Watch your arm! Don't get caught in that gear! Look out for that pulley!
If words were used to describe images on a new database from the Association of Equipment Manufacturers (AEM), it would be ones like these. AEM has added an online pictorial database to its website to serve as a resource for industry-recognized safety illustrations. The symbols can be used in the design of equipment safety signs, manuals, and other training materials.
More than 100 black-and-white images are currently in the database, and AEM plans to expand the database with product and process-specific graphics. Available on the association's website, aem.org, the pictures are free of charge and are searchable by categories and keywords.
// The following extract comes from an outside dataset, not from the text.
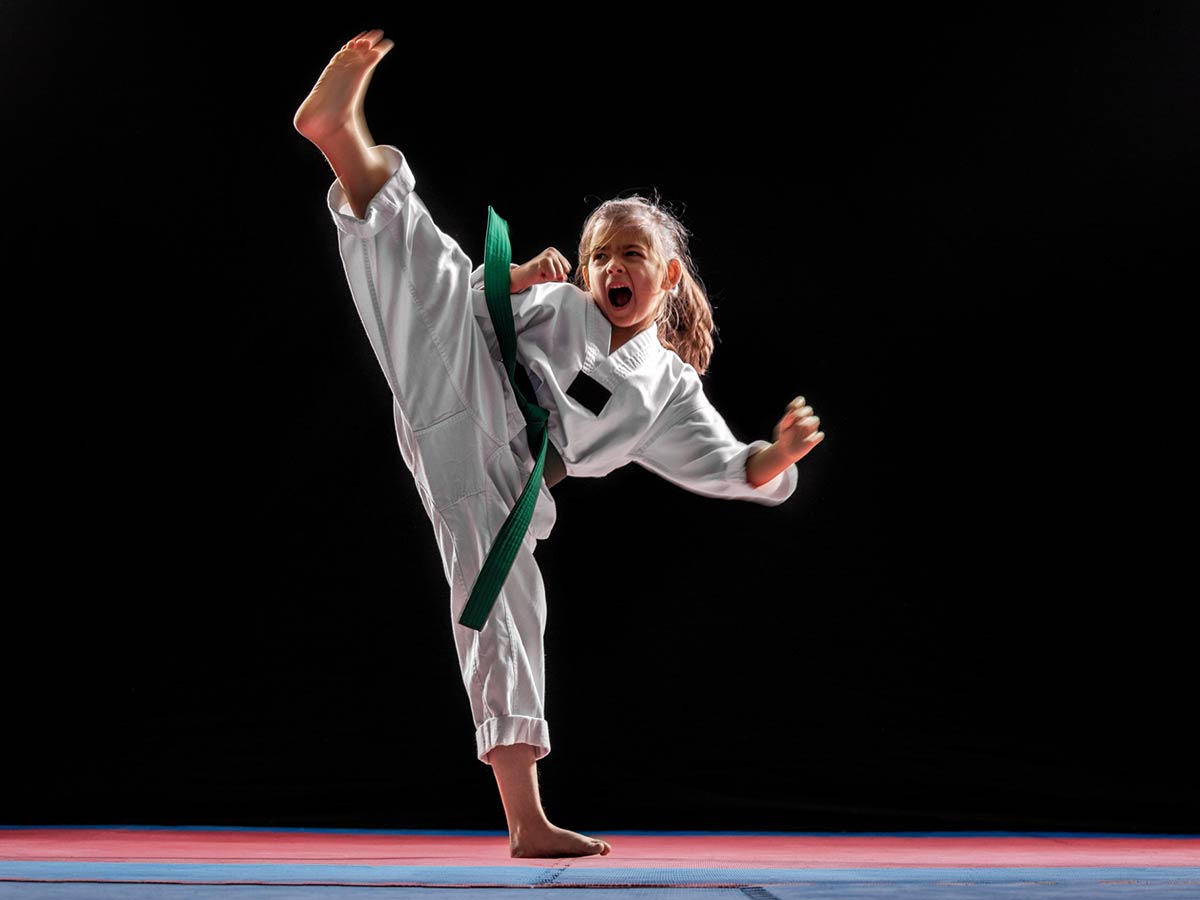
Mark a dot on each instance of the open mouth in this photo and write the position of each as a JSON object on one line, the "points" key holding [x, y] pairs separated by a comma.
{"points": [[619, 297]]}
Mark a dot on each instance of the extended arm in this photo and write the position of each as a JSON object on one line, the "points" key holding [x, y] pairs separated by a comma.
{"points": [[795, 436]]}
“By increasing the usage of common pictorials, we have a better chance that industry workers — equipment operators, mechanics, electricians, laborers, and others — will increase their awareness of what those pictorials mean,” says Mark Steffen, product safety manager of Caterpillar Inc., and chairman of the AEM Safety Sign Pictorial Committee, which is part of the council overseeing the pictorial database.
The database was created to reduce confusion. Different manufacturers currently use different images to depict the same danger — a hand being crushed by a gear vs. fingers being crushed by a gear, for example.
Images are searchable by body part affected, hazard type (mechanical vs. electrical, for example) and by action (crushing, entanglement, etc.).